Jadi memang benar Bang Waridin yang seharusnya kami kejar malam itu, namun malah Kang Adam yang tertangkap sehingga dia yang diinterogasi. Kabarnya sampai pagi Kang Adam masih di rumah Pak Rt. Karena ternyata saat ke rumah Wak Bin, mereka tak mendapati siapa pun di sana. Bahkan Wak Bin pun tidak ada.
“Malam itu, menurut pengakuan Wak Bin, anaknya si Bang Waridin itu mengajaknya keluar ke Masjid Jami’ di Kabupaten.

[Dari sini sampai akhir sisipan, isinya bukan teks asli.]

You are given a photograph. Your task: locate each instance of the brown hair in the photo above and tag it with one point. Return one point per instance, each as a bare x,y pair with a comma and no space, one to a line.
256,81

Karena itulah mereka tak menemukan jejak-jejak mencurigakan soal kedatangan Bang Waridin seperti yang dinyatakan Kang Adam.”
Kini semuanya menjadi jelas. Bahwa Kang Adam memang tidak bersalah. Bahwa Bang Waridin anaknya Wak Bin itu memang datang dari rantauan karena dalam masa pelarian sebagai buronan teroris. Kenyataan itu mengerikan bagiku, bagi kami, dan tentunya warga desa kami.
“Bang Waridin sampai bersumpah demi Allah lantaran kesal didesak untuk mengaku mencuri bendera,” ujar Khaled menutup percakapan.
Sungguh membingungkan.
Kemana hilangnya bendera usang desa kami itu?